Старуха с достоинством извлекла из кармана серебряную табакерку.
— Нет, нет, уж я-то хорошо знаю, чего можно ожидать от каждой из вас, девушек!
— Ах, что ты понимаешь в жизни, мама! Разреши мне судить. Разве я не пробыла там два года?
— Конечно! — раздраженно ответила мать. — Ну, честно говоря, за тебя я никогда не могла поручиться, хотя с тобой все и обошлось благополучно.
— Поручиться за меня?
— Ты великолепно знаешь, что я имею в виду. Но вот в Раннвейг я верю, на нее можно во всем положиться. Она унаследовала нрав своей покойной бабки и все хорошие черты характера отцовского рода.
— Почему же она не пишет? Я все время писала. Мать взяла понюшку табаку, прищурила глаз и процедила:
— Дело в том, что ты сумела все устроить…
— Что я сумела, мама?
— Ты ведь не пожелала снять с себя датское платье до тех пор, пока не родила маленькую Гвюдлойг.
— Вот этого я никогда не ожидала от тебя, мама.
— Не стану скрывать, я не чувствовала уверенности в тебе, пока ты ходила в датском платье. Но мне совершенно безразлично, какого фасона платье носит Раннвейг: свободное или в талию. Я знаю, что с ее характером не попадешь в беду.
— Разреши мне только заметить, мама, что в тихом омуте черти водятся.
— Скажи мне лучше, как это вы не могли найти подходящего парня для девушки, раз уж взялись за дело? Сейчас, вдали от дома, она могла бы хоть тосковать о ком-нибудь. А кого вы приглашали сюда в прошлом и позапрошлом году? Сплошное дурачье! Вспомни письма того молокососа, который утверждал, что будет пастором. Разве такие парни в годы моей молодости метили на место пастора? Писать такие письма молодой девушке! Да они скорее были похожи на проповеди! Подумать только, такое ничтожество собирается стать пастором! Возможно ли это, я тебя спрашиваю? Впрочем, Раннвейг даже не стала отвечать на них.
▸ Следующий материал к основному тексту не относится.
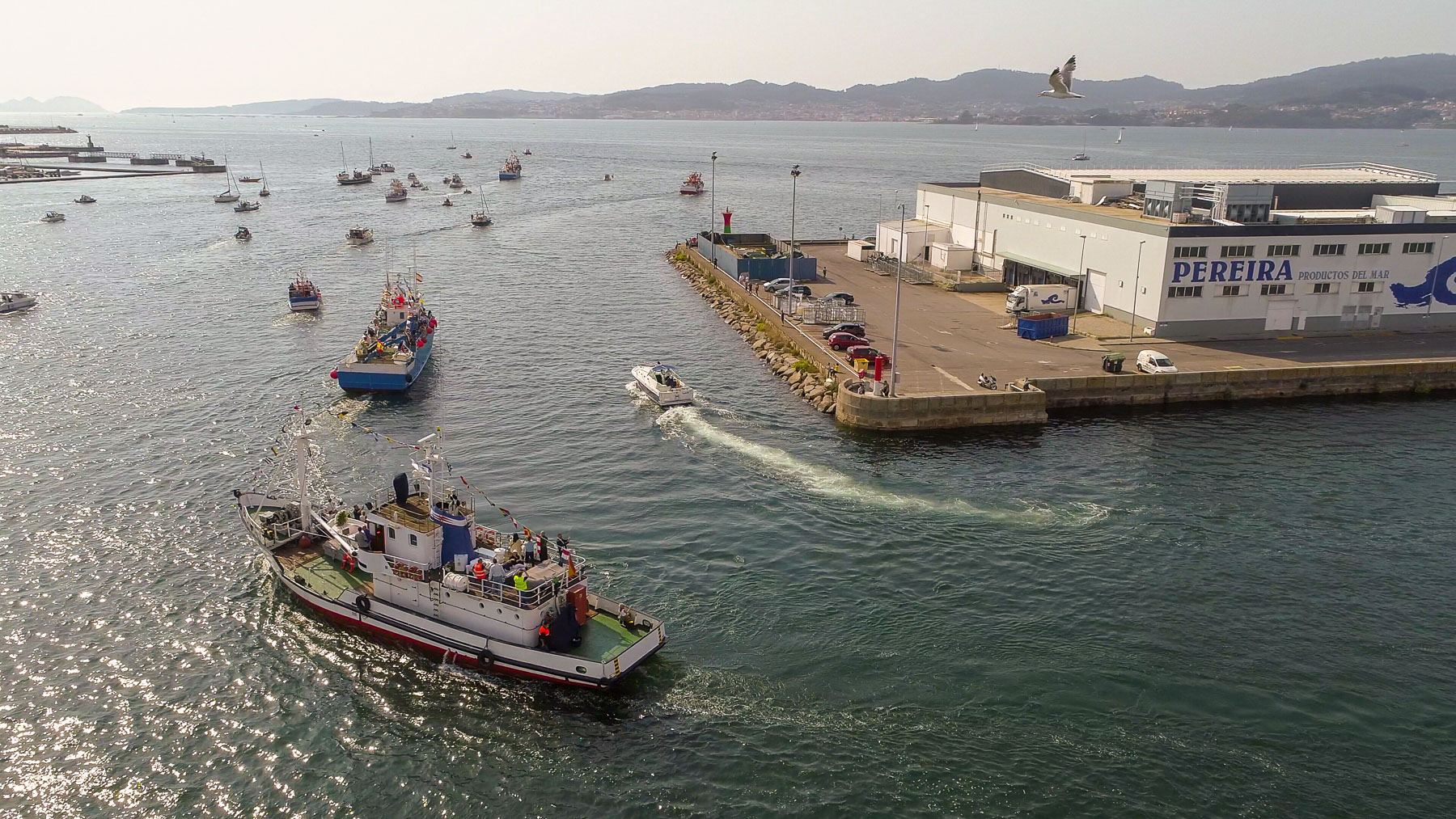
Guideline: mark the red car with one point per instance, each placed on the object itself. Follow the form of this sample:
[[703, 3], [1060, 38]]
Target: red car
[[844, 340]]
— Ну, знаешь, мама, если Вейге не подходил будущий пастор, кого же ей тогда нужно? Теперь дочери состоятельных людей не могут выбирать женихов, как товар на ярмарке. Сама понимаешь, богатые женихи из Рейкьявика не так уж жаждут вступить в брак с девушкой из провинции. Купцы и чиновники в Рейкьявике предпочитают родниться между собой. А что было бы со мной, если бы не Трифоли? Трудно себе даже представить. Возможно, самой пришлось бы зарабатывать на жизнь.
Этот долгий спор закончился тем, что обо женщины сообща написали Раннвейг строгое, внушительное письмо, приказав ей подробнейшим образом рассказать о себе и других. Они велели ей писать вечерами письма, чтобы у них был самый точный отчет о каждом дне.
Шло время. До конца ноября почта в город не поступала. Сейчас ее ждали сухопутным путем, потому что навигация прекратилась до марта. Наконец, почта из Рейкьявика пришла. Но, не считая нескольких деловых пакетов в адрес Трифоли и каталога Северной торговой компании для пробста, из Копенгагена не было никаких писем. Ни единой строчки, ни единого слова от Раннвейг.
Фру Туридур в ярости примчалась к матери, чтобы обсудить создавшееся положение. При разговоре присутствовал сам пробст. Туридур напомнила матери, что она продолжает оставаться при своем мнении, как и осенью. Она добавила, что ее мнение не лишено оснований. Прежде всего она обрушилась на Копенгаген, заявив, что весь город — вертеп, полный самых непредвиденных соблазнов для одинокой девушки. Она рассказала, как молодые люди нередко останавливали ее по вечерам и предлагали подвезти на машине домой. Один-единственный раз она приняла такое предложение — была ужасная погода, — и ее привезли к старому мрачному загородному дому, где собралась большая компания. Благовоспитанность не позволяет ей описать подробно все, что произошло у нее на глазах. Каким-то чудом ей удалось убежать через черный ход в три часа ночи. Она бежала со всех ног и только к утру добралась домой. Эти приличные на вид молодые люди, предлагающие молодым девушкам подвезти их домой, обычно бывают опасными преступниками. Это агенты торговых компаний. Они охотятся за молодыми невинными девушками и поставляют их в публичные дома Южной Америки. Жена управляющего считала, что лучше умереть, чем пройти через все это.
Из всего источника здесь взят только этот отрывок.